Cela fait trois ans que Chérif Mellal est privé de liberté, éloigné de sa famille et des siens. Après plusieurs grèves de la faim pour réclamer la programmation de son procès, l’ex président de la JSK a été condamné le 23 octobre 2024, à quatre années de prison ferme. Cette peine a été confirmée en appel le 25 février 2025. Ses avocats avaient déploré le fait que cette condamnation a été prononcée « malgré des irrégularités flagrantes et des manquements graves aux principes devant prévaloir lors d’un procès équitable. Acquitté dans la première affaire où il était poursuivi pour « atteinte à l’intégrité du territoire national » pour une prétendue appartenance au MAK, arbitrairement classé comme « organisation terroriste » par le régime colonial d’Alger, il a été ensuite accusé de « violation de la loi relative au contrôle de change et aux mouvements de capitaux » ainsi que pour « blanchiment d’argent ».
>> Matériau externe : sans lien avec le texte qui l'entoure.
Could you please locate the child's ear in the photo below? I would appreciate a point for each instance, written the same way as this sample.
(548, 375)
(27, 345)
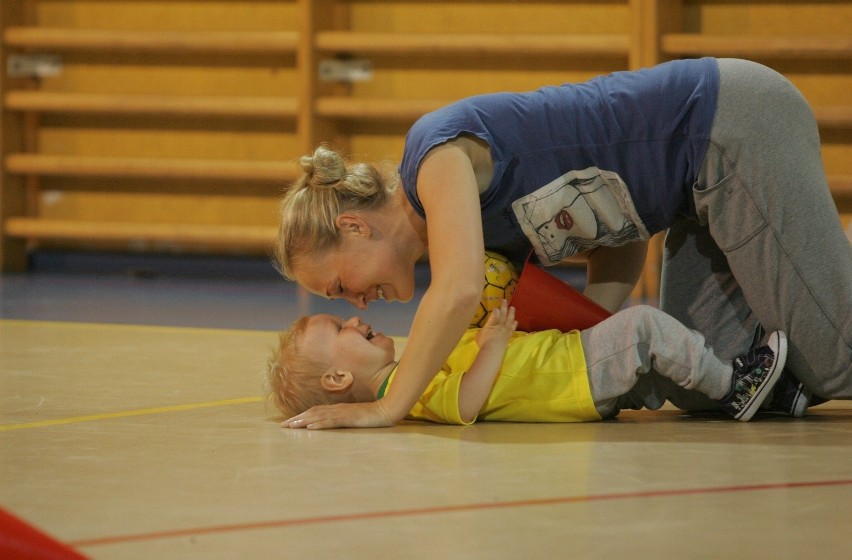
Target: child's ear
(352, 223)
(335, 381)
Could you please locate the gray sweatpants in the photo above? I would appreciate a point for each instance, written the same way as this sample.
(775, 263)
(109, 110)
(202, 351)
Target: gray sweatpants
(767, 247)
(641, 357)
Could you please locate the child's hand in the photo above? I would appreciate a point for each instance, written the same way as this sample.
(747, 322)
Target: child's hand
(499, 327)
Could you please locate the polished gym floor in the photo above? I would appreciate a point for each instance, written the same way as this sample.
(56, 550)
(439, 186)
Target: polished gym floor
(132, 425)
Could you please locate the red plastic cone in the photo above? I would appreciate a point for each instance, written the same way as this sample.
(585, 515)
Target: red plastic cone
(543, 301)
(19, 541)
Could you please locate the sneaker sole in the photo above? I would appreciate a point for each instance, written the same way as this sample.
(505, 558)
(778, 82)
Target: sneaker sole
(800, 402)
(778, 343)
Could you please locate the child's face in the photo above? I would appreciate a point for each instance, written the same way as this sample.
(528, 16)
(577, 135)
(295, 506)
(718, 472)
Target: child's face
(347, 345)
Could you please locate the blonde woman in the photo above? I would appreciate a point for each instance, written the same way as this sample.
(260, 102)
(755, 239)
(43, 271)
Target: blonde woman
(722, 153)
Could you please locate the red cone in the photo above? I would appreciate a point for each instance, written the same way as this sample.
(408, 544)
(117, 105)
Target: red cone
(543, 301)
(19, 541)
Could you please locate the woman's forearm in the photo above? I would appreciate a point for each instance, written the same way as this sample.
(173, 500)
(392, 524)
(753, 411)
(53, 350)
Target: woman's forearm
(438, 325)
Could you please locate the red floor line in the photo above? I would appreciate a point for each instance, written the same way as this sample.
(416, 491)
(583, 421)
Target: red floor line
(450, 509)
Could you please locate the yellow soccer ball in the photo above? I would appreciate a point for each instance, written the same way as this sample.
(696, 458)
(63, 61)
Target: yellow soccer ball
(501, 279)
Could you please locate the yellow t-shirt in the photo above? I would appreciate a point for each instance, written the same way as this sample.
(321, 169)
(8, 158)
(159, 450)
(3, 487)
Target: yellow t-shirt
(543, 379)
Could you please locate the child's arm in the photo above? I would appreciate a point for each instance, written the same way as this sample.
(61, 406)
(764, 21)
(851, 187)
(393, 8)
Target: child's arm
(477, 381)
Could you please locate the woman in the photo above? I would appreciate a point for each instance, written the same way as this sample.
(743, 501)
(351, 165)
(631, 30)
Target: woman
(724, 153)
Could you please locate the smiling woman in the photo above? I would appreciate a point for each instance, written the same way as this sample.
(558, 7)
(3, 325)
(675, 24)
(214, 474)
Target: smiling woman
(337, 238)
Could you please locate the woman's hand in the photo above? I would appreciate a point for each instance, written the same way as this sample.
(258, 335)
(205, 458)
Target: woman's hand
(347, 415)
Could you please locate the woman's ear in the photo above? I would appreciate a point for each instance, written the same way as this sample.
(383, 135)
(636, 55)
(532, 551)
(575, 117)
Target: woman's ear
(335, 381)
(352, 223)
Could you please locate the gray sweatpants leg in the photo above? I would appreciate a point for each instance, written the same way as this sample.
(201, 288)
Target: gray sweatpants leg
(768, 246)
(641, 357)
Les avocats de la défense avaient dénoncé « de graves irrégularités dans la procédure » et des « vices de forme ». Me Alili Yamina avait même affirmé que le dossier était « vide » et que des preuves sont absentes pour justifier une lourde condamnation à 4 ans de prison ferme. « Le dossier a été étudié par neuf avocats et il n’y a aucune preuve contre lui qui atteste qu’il a détourné, même un centime de l’Algérie vers l’étranger ou le contraire », avait-elle souligné.
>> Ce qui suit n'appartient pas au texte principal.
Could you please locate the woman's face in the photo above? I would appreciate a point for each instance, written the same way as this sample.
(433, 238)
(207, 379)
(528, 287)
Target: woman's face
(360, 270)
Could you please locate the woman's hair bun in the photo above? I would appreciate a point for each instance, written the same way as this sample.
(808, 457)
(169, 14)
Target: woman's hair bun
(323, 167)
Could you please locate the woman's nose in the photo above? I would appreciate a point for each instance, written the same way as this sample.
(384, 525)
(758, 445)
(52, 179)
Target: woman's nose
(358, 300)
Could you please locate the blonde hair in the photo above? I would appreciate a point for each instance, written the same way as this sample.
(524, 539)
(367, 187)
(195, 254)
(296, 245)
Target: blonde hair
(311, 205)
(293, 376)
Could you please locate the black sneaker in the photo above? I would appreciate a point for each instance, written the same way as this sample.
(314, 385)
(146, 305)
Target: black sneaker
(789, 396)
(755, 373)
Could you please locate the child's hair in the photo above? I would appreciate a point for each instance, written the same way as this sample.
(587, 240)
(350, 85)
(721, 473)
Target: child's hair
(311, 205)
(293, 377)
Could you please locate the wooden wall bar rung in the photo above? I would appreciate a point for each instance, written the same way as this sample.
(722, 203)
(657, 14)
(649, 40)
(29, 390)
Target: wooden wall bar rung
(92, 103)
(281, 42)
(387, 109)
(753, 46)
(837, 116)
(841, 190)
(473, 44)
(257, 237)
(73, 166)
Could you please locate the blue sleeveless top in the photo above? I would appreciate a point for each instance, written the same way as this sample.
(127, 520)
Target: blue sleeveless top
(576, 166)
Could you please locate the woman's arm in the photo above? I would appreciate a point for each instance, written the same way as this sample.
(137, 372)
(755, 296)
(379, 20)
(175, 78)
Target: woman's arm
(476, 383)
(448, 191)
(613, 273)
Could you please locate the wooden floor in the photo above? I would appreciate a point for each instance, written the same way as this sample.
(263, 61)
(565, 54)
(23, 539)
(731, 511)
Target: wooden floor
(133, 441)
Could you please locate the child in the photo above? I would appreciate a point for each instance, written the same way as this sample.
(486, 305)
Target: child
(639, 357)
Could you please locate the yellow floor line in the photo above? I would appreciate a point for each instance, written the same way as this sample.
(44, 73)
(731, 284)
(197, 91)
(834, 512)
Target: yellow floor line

Pour sa part, Me Fetta Sadet, avait affirmé dernièrement que ce qui est le plus préoccupant est que « les plaintes déposées par Chérif Mellal, visant à contester l’authenticité des documents ayant servi de fondement aux poursuites engagées contre lui, ont été systématiquement classées sans suite ». Elle déplore que la justice algérienne, « en écartant ces démarches sans instruction », elle « empêche l’examen d’éléments déterminants et retarde l’éclatement de la vérité, laissant planer un doute sérieux sur la régularité de la procédure ».